Avoid the dog park nightmare with 2 simple steps

You decide to take your precious puppy to the dog park. There are lots of other dogs there, and you see your handsome little pooch bouncing and enthusiastically wagging his tail.

He looks super excited to see all the other dogs, and you are confident things are going to be great. You believe your furbaby is going to be the perfect playmate for these other dogs, so you open the gate and take off the leash.

You regret the decision immediately. Your normally well-behaved, well-mannered little boy is barking, growling and pouncing on the other dogs, and people are screaming and yelling at you and your dog. Talk about a nightmare.

You have no idea why your perfect little puppy suddenly became this pushy, mean little beast who is unaware he is doing anything wrong. All of the commands that he follows at home have gone out of the window. Your shame and embarrassment are palpable, so you scoop him up and run back to the car, jump in and scold him for his behavior all the way home. He pouts because you are mad at him and he has no idea why.

This does not have to happen. A little bit of preparation and training will go a long way in making your day at the dog park more like the fun outing you planned.

Learn dog park rules

There are posted rules, like clean up after your pet, but there are also dog rules. Knowing what they are and whether or not your furry friend will follow them is of the utmost importance. He needs to know how to interact in a manner that will be acceptable and enjoyable for everyone.

Go to the park without your dog and watch the way the dogs that are there interact with each other. Learn the dog rules by noting what behavior is acceptable and what behavior is not. It will help you teach your furry child the dog park rules.

Socialize, socialize, socialize

You know that your little angel is perfectly well-behaved, executes commands immediately and loves the other animals you have at home. Assuming that this will be the same when he is free to make his own decisions away from home is a mistake.
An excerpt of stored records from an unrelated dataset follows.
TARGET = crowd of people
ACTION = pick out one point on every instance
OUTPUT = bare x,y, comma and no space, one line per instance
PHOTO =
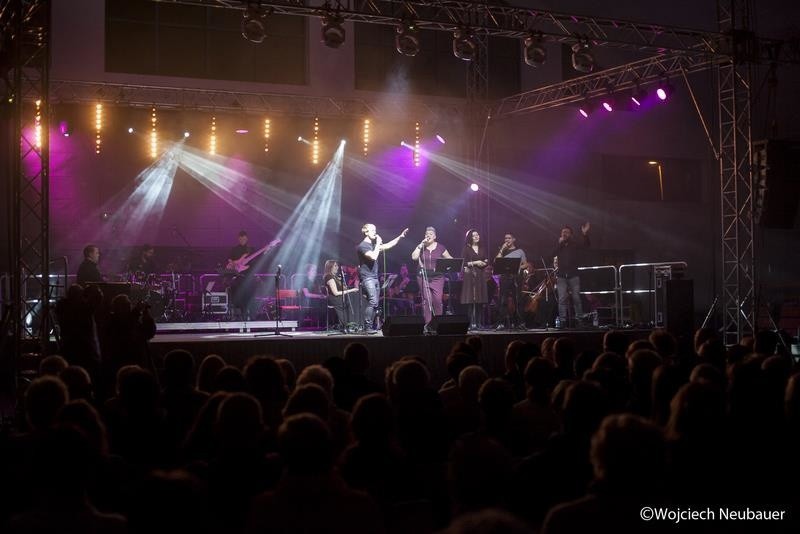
561,442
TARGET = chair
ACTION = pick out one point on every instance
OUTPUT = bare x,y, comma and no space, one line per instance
289,305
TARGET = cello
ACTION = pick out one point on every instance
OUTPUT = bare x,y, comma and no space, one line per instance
544,288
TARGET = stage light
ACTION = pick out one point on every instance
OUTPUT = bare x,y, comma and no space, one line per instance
417,136
98,125
638,95
212,142
534,51
153,134
333,34
585,108
582,58
665,89
406,42
252,23
464,45
365,137
37,121
315,143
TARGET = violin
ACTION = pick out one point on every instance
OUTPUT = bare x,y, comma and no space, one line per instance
537,295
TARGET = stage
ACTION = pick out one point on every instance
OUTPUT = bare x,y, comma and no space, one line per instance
310,347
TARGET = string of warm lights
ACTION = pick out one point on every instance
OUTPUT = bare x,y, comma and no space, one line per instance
98,125
212,145
153,134
366,137
315,143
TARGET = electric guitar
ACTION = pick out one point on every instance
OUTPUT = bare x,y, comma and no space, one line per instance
241,264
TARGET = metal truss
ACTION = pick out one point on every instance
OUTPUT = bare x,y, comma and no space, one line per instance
63,91
25,71
498,20
736,184
618,79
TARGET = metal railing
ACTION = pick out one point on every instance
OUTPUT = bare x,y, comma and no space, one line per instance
613,291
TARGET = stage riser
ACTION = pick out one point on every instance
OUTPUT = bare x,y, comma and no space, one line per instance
307,350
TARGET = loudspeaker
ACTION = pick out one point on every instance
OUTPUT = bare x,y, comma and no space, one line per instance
679,308
776,183
403,326
450,324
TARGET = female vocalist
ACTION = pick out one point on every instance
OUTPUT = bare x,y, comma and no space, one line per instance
474,290
336,291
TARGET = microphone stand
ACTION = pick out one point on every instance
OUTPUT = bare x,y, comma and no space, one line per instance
425,285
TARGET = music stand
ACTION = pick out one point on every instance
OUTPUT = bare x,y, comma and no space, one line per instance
448,266
508,266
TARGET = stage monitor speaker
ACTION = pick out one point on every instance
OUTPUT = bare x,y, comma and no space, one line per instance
451,324
403,326
679,308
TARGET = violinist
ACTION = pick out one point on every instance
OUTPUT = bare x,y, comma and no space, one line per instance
510,286
474,291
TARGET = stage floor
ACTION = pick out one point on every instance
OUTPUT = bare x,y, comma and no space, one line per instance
311,347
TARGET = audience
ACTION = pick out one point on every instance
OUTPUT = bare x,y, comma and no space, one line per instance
563,441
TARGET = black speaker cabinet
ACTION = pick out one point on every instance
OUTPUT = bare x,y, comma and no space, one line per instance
403,326
679,307
451,324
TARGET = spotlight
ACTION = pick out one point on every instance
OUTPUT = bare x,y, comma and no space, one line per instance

The rules have been established at home. When you introduce something new, be it animal or environment, the same rules may or may not apply. Unless they are taught that the rules are the same no matter where they are or who is around, they will storm in, confident that they are "top dog" and they make the rules.

Introduce them to other dogs in a controlled environment to teach them that the same rules apply, no matter where they are. Do it more than once.

By learning the rules for dogs and controlled socializing, you can correct inappropriate behaviors ahead of time. You can curb bullying behavior and avoid a nightmare where you run screaming from the dog park. Enjoy the park and have fun!